Si quelqu’un lui avait dit lorsqu’il avait vingt ans qu’il reprendrait l’exploitation de ses parents, Laurent Le Cain ne l’aurait pas cru. Depuis tout petit, il a vu ses parents « trimer » et travailler dur à maintenir leur élevage de volailles de chair. « J’étais pas du tout attiré par ce métier-là. » Il entame donc des études d’électricien et travaille pour des équipementiers au sein de plusieurs entreprises de l’agroalimentaire. En 1991, ses parents partent à la retraite. Laurent a 28 ans, et la question de la transmission de l’exploitation se pose alors. Finalement, Laurent décide de s’installer. Après une formation de six mois en aviculture, il reprend les affaires familiales aux côtés de sa femme. Ils exploitent ainsi 3 000 m² de poulailler sur trois bâtiments, dans lesquels sont élevés des poulets de chair pour le compte de Sanders Bretagne. Auparavant, ils fournissaient le groupe Doux pour sa filière de produits congelés destinés à l’exportation au Proche-Orient notamment. Mais la fluctuation des prix et l’instabilité géopolitique dans nombre de ces pays les incitent à se tourner vers la filière de poulets frais de chez Sanders Bretagne. Les places y sont limitées et les critères de sélection des élevages peu détaillés, mais toujours est-il que Laurent parvient à intégrer le groupe. Cela fait maintenant onze ans.
Le fait de travailler dans la filière fraiche implique malgré tout également des contraintes. Les poulets ne pouvant être congelés ou stockés, une baisse de la demande du marché se manifeste très concrètement par l’allongement de la durée des vides sanitaires dans les bâtiments. Or un bâtiment vide ne rapporte rien. « On reste malgré tout la variable d’ajustement de la filière. »

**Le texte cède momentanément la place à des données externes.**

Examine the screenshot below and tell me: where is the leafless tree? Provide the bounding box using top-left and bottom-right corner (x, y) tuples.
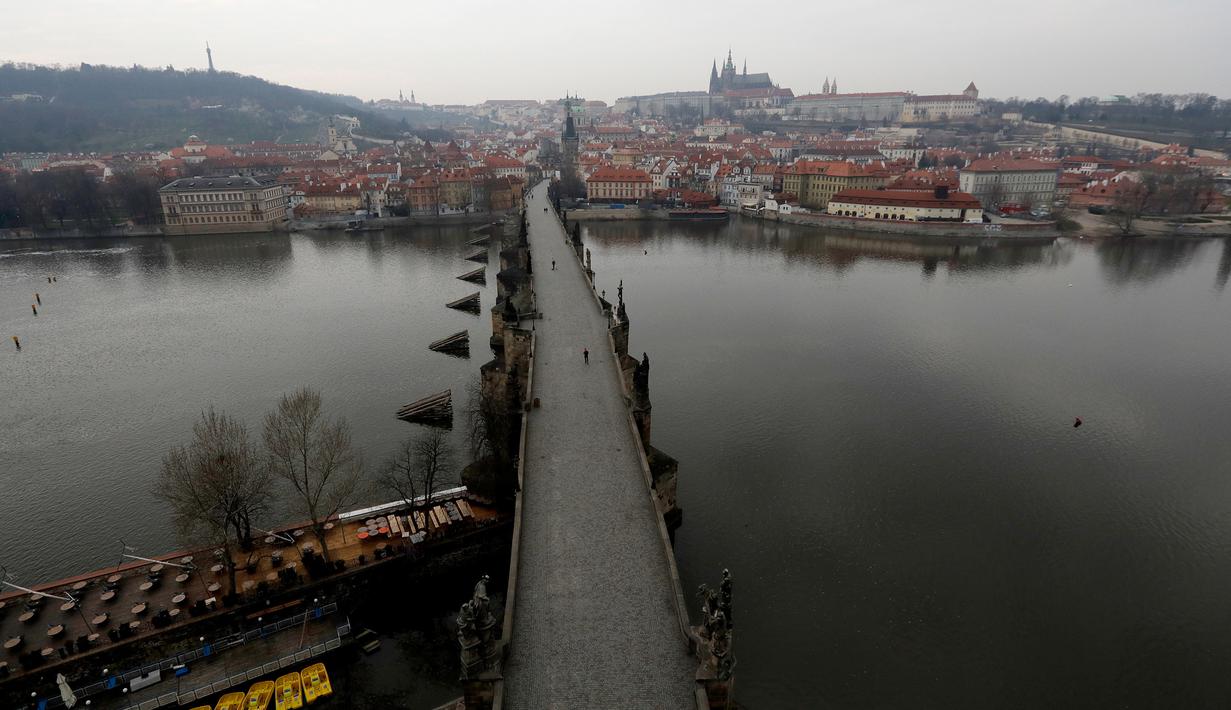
(265, 388), (363, 561)
(379, 428), (453, 508)
(1104, 181), (1155, 235)
(155, 409), (271, 594)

Depuis son installation, Laurent a été témoin des transformations traversées par le monde agricole sur le territoire fouesnantais.
« Fouesnant était traditionnellement un secteur agricole mais avec de très petites structures. En fait dans les années 60 y avait plein de petites fermes qu’on appelait des pentys ici, qui vivaient on va dire quasiment en autarcie. Ils avaient quelques vaches, quelques cochons qu’ils vendaient, mais ils vivaient plutôt en autarcie pour utiliser pour eux. […] Fouesnant après n’a pas été impacté par le remembrement parce que la commune n’a jamais voulu aller vers le remembrement, donc on a des parcelles agricoles qui sont très petites. Et de ce fait y a beaucoup de parcelles agricoles aujourd’hui qui ne sont pas exploitées. […] Peut-être que la moyenne des parcelles sur Fouesnant est d’un hectare. Des choses qui aujourd’hui ne sont plus concevables en agriculture. Et de ce fait toutes ces petites fermes se sont arrêtées quand les personnes ont disparu. »

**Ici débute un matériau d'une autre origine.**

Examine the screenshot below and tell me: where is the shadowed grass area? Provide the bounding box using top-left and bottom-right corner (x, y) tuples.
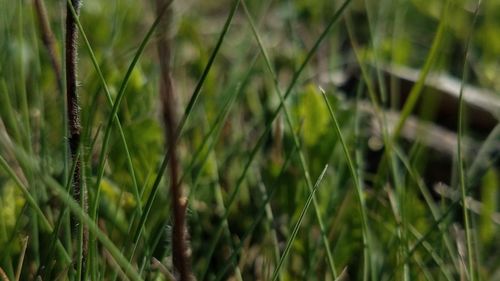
(0, 0), (500, 280)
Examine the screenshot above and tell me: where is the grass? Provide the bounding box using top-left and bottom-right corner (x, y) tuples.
(0, 0), (500, 280)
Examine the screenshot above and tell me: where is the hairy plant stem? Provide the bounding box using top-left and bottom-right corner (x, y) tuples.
(66, 0), (89, 279)
(156, 0), (193, 281)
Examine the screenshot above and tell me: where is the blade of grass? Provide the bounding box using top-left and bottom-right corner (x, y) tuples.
(271, 164), (330, 281)
(67, 0), (143, 215)
(320, 88), (373, 270)
(130, 0), (240, 254)
(242, 0), (347, 279)
(41, 175), (142, 281)
(457, 0), (481, 281)
(0, 155), (71, 264)
(14, 236), (29, 281)
(202, 0), (351, 276)
(213, 143), (297, 281)
(392, 0), (450, 140)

Laurent rajoute toutefois que les parcelles ayant un bon potentiel agricole sont cultivées, mais bien souvent par des agriculteurs dont le siège d’exploitation ne se situe pas directement sur la commune. Aujourd’hui, ils ne sont plus que cinq agriculteurs sur Fouesnant, alors que la commune en comptait une vingtaine au début des années 2000. Même schéma à Bénodet, où il ne reste plus aucun agriculteur. Ceci s’explique notamment par le développement d’une urbanisation diffuse sur l’ensemble de la baie, rendant de plus en plus difficile de mener une activité d’élevage en zone littorale. En effet, depuis longtemps déjà la commune s’est tournée vers le tourisme, et s’affiche clairement comme station balnéaire de choix pour les vacanciers de l’été.
Les enjeux fonciers à l’œuvre sur la commune, Laurent les connait bien, puisqu’il travaille en tant qu’adjoint au service urbanisme de la mairie de Fouesnant. « Je suis Fouesnantais pur jus de pomme donc je connais bien la commune. Et ça me parait intéressant justement toute cette organisation des territoires […]. » Malgré les contraintes horaires et le travail supplémentaire que cette fonction génère, Laurent apprécie de pouvoir s’impliquer dans la vie de la commune de cette façon.